Zeynep Dağı – ‘Hassolar Mamolar ülkeyi yönetemez’ öyle mi?

Hepinizin bildiği üzere 7 Ocak 1946 Demokrat Parti’nin (DP) kuruluş yıldönümüdür. Bu vesile ile demokrasi geleneğini başlatan bugün hayatta olmayan DP kurucularını, demokrasi şehitleri Adnan Menderes’i, Fatin Rüştü Zorlu’yu ve Hasan Polatkan’ı bir kez daha rahmet, minnet ve şükranla anıyorum.

Öncelikle belirtmek gerekir ki demokrasi tarihimizin karanlık bir döneminde kurulan DP’yi teknik açıdan sadece bir parti olarak nitelemek, büyük bir haksızlık ve vefasızlık olarak görülmelidir. Demokrat Parti, çok açık biçimde ifade edilebilirse eğer, o da DP’nin bu ülkenin demokrasi rehberi olduğudur.

II. Dünya Savaşı’ndan sonra uluslararası konjonktür gereği demokratikleşme sürecine giren Türkiye, bu süreci bazı kesintilere rağmen devam ettirmiş ve bugün AB ile tam üyelik süreci , sivil ve demokratik bir anayasa girişimi gibi demokrasinin konsolidasyonu safhasına girmiştir. Bu safhanın ilk halkası hiç şüphesiz ki Demokrat Partidir.

MODERNİZM ADINA HALKIN DEĞERLERİ İLE OYNADILAR

Demokrat Parti 7 Ocak 1946″da kurulan ve 14 Mayıs 1950″de Türkiye tarihinde yapılan ilk demokratik rekabetçi seçimlerde 27 yıllık antidemokratik tek parti dönemini sona erdiren partidir. Partinin geniş halk kitleleri ile bütünleşmesi, halkın gelenek-görenek ve dini değerlerine saygı duyan politikaları öncelemesi ve özel girişimciliği cesaretlendirmesi Demokrat Partinin neden sivilleşmenin mimarı olarak görülmesi gerektiğini özetlemektedir.
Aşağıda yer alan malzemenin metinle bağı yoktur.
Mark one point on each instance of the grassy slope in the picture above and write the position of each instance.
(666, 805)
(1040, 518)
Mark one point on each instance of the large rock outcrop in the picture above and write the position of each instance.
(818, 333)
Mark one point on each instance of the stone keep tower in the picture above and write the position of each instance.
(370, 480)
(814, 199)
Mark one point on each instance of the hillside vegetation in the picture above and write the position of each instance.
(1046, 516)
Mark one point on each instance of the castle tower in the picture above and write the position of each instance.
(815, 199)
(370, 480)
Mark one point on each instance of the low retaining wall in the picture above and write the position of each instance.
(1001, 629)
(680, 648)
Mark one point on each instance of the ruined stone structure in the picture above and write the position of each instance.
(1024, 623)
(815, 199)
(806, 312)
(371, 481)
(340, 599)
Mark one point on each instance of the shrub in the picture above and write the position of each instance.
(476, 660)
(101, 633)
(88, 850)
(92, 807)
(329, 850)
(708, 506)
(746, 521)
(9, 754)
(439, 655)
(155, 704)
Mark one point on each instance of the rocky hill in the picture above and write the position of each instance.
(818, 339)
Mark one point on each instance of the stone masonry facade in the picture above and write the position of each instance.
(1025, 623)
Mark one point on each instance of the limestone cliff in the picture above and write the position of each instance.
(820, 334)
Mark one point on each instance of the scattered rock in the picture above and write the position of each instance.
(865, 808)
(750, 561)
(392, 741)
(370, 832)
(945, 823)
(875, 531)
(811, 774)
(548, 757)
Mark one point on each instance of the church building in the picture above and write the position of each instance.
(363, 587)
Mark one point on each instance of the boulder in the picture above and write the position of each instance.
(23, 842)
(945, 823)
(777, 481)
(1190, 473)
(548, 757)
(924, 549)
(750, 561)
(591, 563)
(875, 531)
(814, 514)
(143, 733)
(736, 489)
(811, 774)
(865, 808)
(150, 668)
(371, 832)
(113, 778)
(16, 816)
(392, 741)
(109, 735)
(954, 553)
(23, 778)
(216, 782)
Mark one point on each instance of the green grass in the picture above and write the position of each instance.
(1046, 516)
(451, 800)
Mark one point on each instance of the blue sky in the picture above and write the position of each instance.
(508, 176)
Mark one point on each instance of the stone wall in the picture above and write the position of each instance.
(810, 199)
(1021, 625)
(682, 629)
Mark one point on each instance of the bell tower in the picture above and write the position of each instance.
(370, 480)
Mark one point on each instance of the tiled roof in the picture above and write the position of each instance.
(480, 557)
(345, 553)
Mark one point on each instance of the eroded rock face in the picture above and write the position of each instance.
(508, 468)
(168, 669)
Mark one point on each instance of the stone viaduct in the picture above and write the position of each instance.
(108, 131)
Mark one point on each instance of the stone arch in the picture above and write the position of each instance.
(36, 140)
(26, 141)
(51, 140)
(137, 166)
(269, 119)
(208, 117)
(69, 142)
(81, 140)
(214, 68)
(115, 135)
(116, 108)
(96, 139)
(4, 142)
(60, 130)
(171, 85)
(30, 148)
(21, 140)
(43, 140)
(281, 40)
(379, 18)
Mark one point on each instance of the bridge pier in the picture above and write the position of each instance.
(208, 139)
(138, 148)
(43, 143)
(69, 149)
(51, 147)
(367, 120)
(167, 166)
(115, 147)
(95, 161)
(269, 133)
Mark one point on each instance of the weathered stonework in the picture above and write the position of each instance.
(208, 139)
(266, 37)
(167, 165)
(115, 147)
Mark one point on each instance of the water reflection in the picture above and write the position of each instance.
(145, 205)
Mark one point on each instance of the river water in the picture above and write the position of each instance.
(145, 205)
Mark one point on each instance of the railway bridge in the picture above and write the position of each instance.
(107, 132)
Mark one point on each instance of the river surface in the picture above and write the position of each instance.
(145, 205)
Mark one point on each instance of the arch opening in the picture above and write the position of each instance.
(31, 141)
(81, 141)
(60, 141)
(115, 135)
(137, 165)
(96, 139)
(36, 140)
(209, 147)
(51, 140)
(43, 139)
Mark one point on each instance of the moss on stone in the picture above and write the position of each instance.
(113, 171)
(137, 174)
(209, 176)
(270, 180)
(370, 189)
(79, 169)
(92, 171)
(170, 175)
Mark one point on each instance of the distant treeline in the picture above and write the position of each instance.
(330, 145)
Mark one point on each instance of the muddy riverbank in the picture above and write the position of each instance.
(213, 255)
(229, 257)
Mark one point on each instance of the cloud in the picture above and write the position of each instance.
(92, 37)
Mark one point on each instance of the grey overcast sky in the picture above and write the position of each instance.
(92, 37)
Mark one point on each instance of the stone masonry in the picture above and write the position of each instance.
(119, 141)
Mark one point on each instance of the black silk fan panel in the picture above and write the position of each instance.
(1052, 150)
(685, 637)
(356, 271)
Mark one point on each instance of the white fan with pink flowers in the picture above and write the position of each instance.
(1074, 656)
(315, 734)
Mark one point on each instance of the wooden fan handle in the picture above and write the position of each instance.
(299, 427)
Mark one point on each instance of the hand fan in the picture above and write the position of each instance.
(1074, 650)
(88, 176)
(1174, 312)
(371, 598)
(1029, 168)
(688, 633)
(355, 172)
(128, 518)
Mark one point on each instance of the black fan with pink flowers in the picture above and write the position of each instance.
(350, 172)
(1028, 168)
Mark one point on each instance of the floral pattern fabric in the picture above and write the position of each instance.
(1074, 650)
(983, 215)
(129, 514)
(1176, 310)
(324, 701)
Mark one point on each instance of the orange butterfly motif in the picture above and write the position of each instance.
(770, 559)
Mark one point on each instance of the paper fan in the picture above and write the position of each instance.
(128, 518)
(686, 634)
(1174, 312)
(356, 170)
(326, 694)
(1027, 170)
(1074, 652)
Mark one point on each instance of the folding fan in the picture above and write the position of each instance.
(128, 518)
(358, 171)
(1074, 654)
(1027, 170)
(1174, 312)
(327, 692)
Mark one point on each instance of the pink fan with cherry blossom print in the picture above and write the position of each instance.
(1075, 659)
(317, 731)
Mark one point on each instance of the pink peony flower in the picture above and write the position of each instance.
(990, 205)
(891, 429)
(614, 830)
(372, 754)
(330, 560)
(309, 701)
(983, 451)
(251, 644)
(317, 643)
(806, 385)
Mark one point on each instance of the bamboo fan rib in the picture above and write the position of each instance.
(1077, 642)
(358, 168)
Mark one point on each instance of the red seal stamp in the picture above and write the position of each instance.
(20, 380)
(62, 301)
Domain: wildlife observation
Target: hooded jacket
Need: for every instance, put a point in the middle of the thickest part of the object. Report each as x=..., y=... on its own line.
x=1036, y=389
Ülkenin değerler sistemi ile uğraşmak, ideolojik kamplaşmalarla toplumu parçalamak, kültürel yozlaşmanın tetikleyici unsuru olmak mıdır, modernleşmenin gereği? Cumhuriyet eliti, tek parti döneminde, halka rağmen halk için yürütülen/bu jakoben aydınlanma modeli ile hem siyasal hem de kültürel alanda bir yozlaşmanın yanında/imtiyazlı sınıfların yaratılmasına yönelik antidemokratik uygulamalarla ülkenin iç enerjisini heba etmekle kalmadı, etkileri günümüze kadar süren bir ideolojik kamplaşmanın kökenlerini de inşa etmiş oldu.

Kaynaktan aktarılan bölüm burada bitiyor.